Scorseses bisher erfolgreichster Start

Statt Lewtons leiser, kammermusikalischer Unheimlichkeit bietet Scorsese aber eine barocke Symphonie des Schreckens, eine Serie von Verstörungen. Sie hat ihm in den USA seinen bisher erfolgreichsten Filmstart gebracht, wurde von der Kritik aber merkwürdig reserviert als kommerzielle Stilübung aufgenommen. Dabei ist es der persönlichste, gewagteste Film in Scorseses Quartett mit DiCaprio: Dem monumentalen Zeitbild Gangs of New York und dem Oscarsieger The Departed sind Produktionsprobleme anzusehen, die obsessive Howard-Hughes-Biografie The Aviator machte vor der endgültigen Demontage halt.

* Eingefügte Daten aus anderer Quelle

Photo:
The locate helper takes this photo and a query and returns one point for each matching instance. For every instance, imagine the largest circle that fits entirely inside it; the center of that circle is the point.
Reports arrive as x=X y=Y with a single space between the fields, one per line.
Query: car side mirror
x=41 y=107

Im Wahn der Hauptfigur von Shutter Island wird das nun nachgeholt: Die Tragödie eines Mannes, der nicht aufhören kann, sich selbst zu verletzen – wie einst der sich blutig schneidende Mann in Scorseses frühem Kurzfilm The Big Shave. Bis in den zwiespältigen Schlusssatz zelebriert der Filmemacher grandios eine seiner zentralen Obsessionen: das Kino als Ort des Grauens und der Gnade.